図2のプロセスリストB3では、例えば、装置ID「3」に関連付けされたレコードにおいては、当該装置が属するプロセスの種別「検査」が開始時刻「21:00:39」および終了時刻「21:00:53」とともに格納されている。
【0035】
同様にして、本実施例に係る支援装置10は、ネットワークN1を通じて接続された1以上の装置20から、デバイスデータ23に蓄積されたデバイスデータB2を取得する。デバイスデータB2は、連動して複数の作業工程を実行する装置毎に取得される。なお、装置毎のデバイスデータB2は、それぞれに含まれるデバイス数に対応して取得される。
図2に示すように、デバイスデータB2には、当該デバイスによって検出された物理量を示すデータ値が単位ステップで表された時刻に関連付けされて、連続データとして記録される。
【0036】
そして、本実施例に係る支援装置10は、装置毎に取得された履歴情報のログファイルB1およびデバイスデータB2に基づいて、ログチャートおよびデバイスチャートを生成する。生成された各チャートは、
図2の表示画面B4に示すように、本支援装置が備えるLCD等の表示デバイス上に表示される。表示画面B4においては、1以上の装置20が連動して実行される作業内の各工程における装置の稼働状況が時間軸に沿って推移するシーケンスがグラフ化された、ログチャートB4aとして可視化される。また、上記連動し
て作業を実行する工程毎の各装置について各種デバイスによって検出された物理量の、時間軸に沿って変動する推移状況がグラフ化された、デバイスチャートB4bとして可視化される。
【0037】
図2に示すように、ログチャートB4aおよびデバイスチャートB4bは、同一画面内の領域に、上下に並列されて表示される。

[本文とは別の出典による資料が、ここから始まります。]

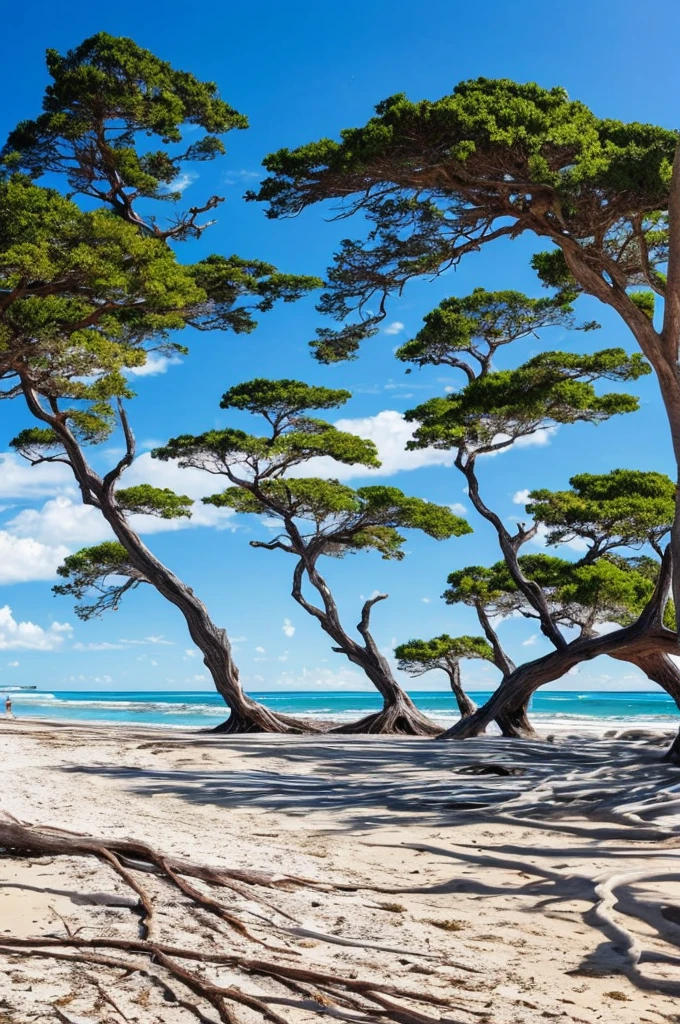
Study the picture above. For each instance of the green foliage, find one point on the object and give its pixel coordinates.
(37, 443)
(161, 502)
(111, 90)
(553, 387)
(611, 589)
(418, 656)
(281, 400)
(480, 323)
(103, 570)
(438, 179)
(345, 520)
(623, 508)
(295, 437)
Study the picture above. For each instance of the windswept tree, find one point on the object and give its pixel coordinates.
(444, 652)
(495, 160)
(611, 585)
(317, 517)
(626, 510)
(86, 293)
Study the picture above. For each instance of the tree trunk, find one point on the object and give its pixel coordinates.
(398, 714)
(514, 722)
(512, 696)
(247, 715)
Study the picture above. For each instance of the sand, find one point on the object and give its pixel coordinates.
(499, 920)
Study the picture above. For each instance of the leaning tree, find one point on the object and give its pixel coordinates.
(445, 653)
(317, 517)
(497, 409)
(495, 160)
(86, 292)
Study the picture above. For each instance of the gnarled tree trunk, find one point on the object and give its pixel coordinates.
(246, 715)
(398, 714)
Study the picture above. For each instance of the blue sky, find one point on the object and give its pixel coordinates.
(299, 73)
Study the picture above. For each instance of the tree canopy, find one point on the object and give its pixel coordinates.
(494, 411)
(624, 508)
(419, 656)
(494, 159)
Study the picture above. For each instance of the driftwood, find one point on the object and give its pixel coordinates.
(180, 971)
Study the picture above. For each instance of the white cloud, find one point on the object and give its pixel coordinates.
(237, 177)
(154, 366)
(322, 679)
(540, 541)
(24, 559)
(64, 521)
(19, 479)
(98, 645)
(182, 181)
(122, 644)
(28, 636)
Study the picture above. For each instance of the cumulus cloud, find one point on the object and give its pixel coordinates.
(24, 559)
(389, 431)
(577, 544)
(154, 366)
(182, 181)
(19, 479)
(29, 636)
(520, 497)
(67, 522)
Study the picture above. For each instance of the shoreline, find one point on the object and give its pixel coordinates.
(600, 729)
(418, 876)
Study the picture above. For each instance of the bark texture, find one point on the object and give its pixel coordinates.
(398, 714)
(246, 715)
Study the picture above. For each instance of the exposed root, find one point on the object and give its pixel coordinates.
(168, 966)
(260, 719)
(400, 718)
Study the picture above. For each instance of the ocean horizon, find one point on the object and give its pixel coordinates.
(590, 711)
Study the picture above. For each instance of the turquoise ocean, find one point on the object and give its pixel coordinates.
(588, 711)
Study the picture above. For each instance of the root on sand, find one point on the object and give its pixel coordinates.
(183, 972)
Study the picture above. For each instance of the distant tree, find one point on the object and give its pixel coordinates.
(623, 511)
(317, 517)
(444, 652)
(86, 293)
(495, 159)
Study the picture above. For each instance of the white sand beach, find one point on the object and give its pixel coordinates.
(529, 908)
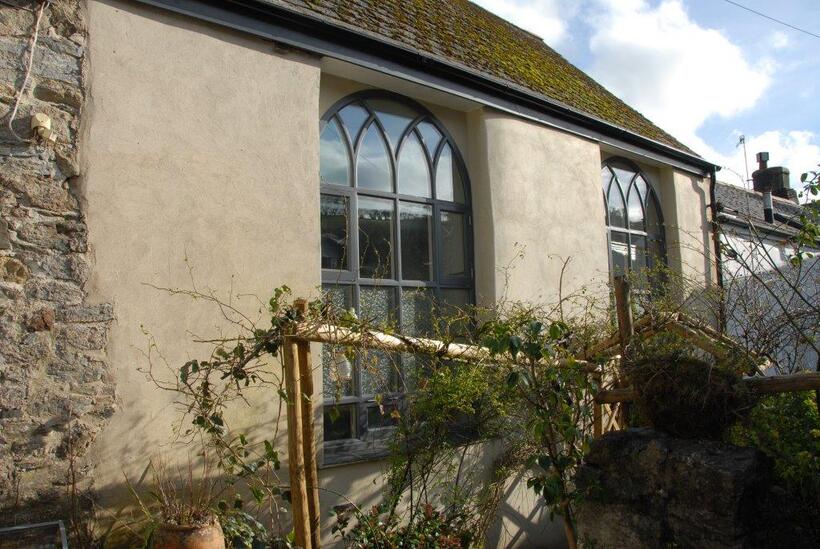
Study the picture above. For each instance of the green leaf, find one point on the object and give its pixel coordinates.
(512, 378)
(515, 345)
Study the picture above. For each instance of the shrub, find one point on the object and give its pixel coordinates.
(688, 397)
(787, 429)
(382, 529)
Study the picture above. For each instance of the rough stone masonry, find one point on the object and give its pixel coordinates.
(56, 388)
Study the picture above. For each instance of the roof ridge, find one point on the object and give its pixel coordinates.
(472, 38)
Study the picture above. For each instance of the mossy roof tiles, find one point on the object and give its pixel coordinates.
(462, 33)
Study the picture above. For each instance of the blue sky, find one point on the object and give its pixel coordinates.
(704, 70)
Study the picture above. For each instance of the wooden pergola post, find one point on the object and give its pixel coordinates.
(626, 332)
(308, 433)
(296, 448)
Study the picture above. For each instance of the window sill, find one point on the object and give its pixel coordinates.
(347, 452)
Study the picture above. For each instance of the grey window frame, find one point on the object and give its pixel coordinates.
(651, 195)
(371, 443)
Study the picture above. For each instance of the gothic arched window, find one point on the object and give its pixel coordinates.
(633, 218)
(396, 239)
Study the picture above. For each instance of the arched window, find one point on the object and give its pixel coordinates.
(633, 218)
(396, 239)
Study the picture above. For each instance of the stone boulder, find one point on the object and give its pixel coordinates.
(647, 489)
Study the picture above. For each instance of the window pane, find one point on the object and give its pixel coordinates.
(337, 369)
(620, 252)
(414, 177)
(375, 237)
(453, 251)
(640, 184)
(377, 305)
(378, 418)
(617, 211)
(339, 422)
(453, 305)
(653, 221)
(637, 257)
(334, 160)
(373, 162)
(379, 373)
(353, 117)
(334, 216)
(417, 312)
(394, 116)
(635, 211)
(448, 180)
(606, 178)
(431, 137)
(416, 241)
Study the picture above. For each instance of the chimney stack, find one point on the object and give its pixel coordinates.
(773, 180)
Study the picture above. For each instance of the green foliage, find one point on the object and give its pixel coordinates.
(688, 397)
(809, 234)
(241, 529)
(382, 529)
(787, 429)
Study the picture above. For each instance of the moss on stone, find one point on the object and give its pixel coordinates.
(465, 33)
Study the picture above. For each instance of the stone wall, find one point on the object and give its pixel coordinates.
(650, 490)
(56, 391)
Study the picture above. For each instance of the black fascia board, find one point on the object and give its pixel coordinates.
(318, 36)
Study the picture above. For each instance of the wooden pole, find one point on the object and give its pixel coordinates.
(598, 410)
(623, 307)
(338, 335)
(296, 449)
(626, 331)
(791, 383)
(308, 433)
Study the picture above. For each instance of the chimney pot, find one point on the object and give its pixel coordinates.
(774, 180)
(763, 160)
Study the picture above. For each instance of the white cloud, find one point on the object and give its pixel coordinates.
(545, 18)
(779, 40)
(673, 70)
(797, 150)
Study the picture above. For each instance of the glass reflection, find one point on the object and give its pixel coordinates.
(375, 237)
(414, 177)
(373, 162)
(334, 161)
(416, 241)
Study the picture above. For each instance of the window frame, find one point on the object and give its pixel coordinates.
(627, 231)
(368, 442)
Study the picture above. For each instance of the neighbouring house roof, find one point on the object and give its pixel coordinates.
(743, 206)
(464, 34)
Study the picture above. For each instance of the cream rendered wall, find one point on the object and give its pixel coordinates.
(684, 201)
(526, 180)
(686, 213)
(203, 144)
(539, 191)
(200, 144)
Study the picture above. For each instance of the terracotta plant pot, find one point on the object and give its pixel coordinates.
(171, 536)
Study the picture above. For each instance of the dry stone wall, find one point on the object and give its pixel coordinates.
(56, 388)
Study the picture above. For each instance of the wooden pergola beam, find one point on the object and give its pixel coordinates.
(791, 383)
(337, 335)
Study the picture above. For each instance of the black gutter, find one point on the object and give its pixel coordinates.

図2の表示画面B4においては、上側の表示領域にログチャートB4aが表示され、下側の表示領域にデバイスチャートB4bが表示される形態が例示されている。そして、表示画面B4内のログチャートB4aとデバイスチャートB4bは、各状況が推移する時間軸を共通にして表示される。
【0038】
図2のログチャートB4aに示すように、1以上の装置20が連動して実行される作業内の各工程、例えば、「搬入」、「撮像」、「検査」、「結果出力」、「搬出」といったプロセスが実行されるシーケンス順に縦軸に表示されている。そして、ログチャートB4aにおいては、縦軸に示す工程ごとの稼働状況が時間の推移に伴う横棒として表示されている。例えば、搬入工程の稼働状況が、横棒B4a1として表され、撮像工程の稼働状況が横棒B4a2、B4a4、B4a6として表され、検査工程における稼働状況が、横棒B4a3、B4a5、B5a7として表されている。また、結果出力工程の稼働状況は、横棒B4a8で表され、搬出工程における稼働状況が横棒B4a9で表されている。
【0039】
図2のデバイスチャートB4bおいては、コンベア回転量およびCPU使用量といった、各種デバイスによって検出された装置20内の物理量の増加減する時間推移が表示されている。このように、デバイスチャートB4bにおいては、連動する1以上の装置20に関連する複数の情報が表示可能である。例えば、
図2に示すコンベア回転量に関する情報は、搬入工程および搬出工程を制御・処理する装置20から取得され、CPU使用量に関する情報は検査工程を制御・処置する装置20から取得される。なお、それぞれのデバイスチャートB4bにおける縦軸は、デバイス毎に正規化された物理量を表している。
【0040】
図2のコンベア回転量に関連するデバイスチャートB4bにおいては、ログチャートB4aの搬入工程および搬出工程の稼働状況に対応して、回転量が変動していることがわかる。また、CPU使用量に関連するデバイスチャートB4bにおいては、ログチャートB4aの検査工程の稼働状況に対応して、使用量が変動していることがわかる。そして、コンベア回転量は、搬入工程と搬出工程以外においては所定の状態で推移し、同様にしてCPU使用量は、検査工程以外においては所定の状態を保ったまま推移していることがわかる。
【0041】
なお、表示画面B4に上下方向に並列させて表示されたログチャートB4aおよびデバイスチャートB4bの時間軸は、スケールの変更(例えば、拡大・縮小)に同期して連動する。つまり、ログチャートB4aに対する拡大・縮小操作を受け付けた場合には、表示画面B4において下側の表示領域に表示されたデバイスチャートB4bの時間軸も連動して拡大・縮小される。このように、同一画面上に表示されたログチャートB4aおよびデバイスチャートB4bの時間軸に対する拡大・縮小を連動させることにより、単一の工程内における物理量の時間変化の詳細を閲覧することが可能になる。本実施例に係る支援装置10では、ログチャートB4aによって1以上の装置20が連動する作業の全体的な工程進捗に関する稼働状況のシーケンスを一望できるとともに、各工程における装置状態の時間的な変化の推移を絞り込むことが可能になる。
【0042】
なお、表示画面B4に表示させるデバイスチャートB4bは、本支援装置を操作する操作者の入力を受け付けて選定するようにしてもよい。
図3は、操作入力に伴う画面処理を説明する図である。
図3のデバイスリストB5に示すように、本支援装置は、連動する各装置から取得された各種のデバイスデータに基づいて、デバイスの種類を一覧可能なデバ
イスリストを生成するようにしてもよい。
図3に例示のデバイスリストB5は、デバイスの種別と、当該デバイスによって検出される情報(検出データ)の内容種別と、デバイス毎のチャート表示の可否等を項目に含むリスト例である。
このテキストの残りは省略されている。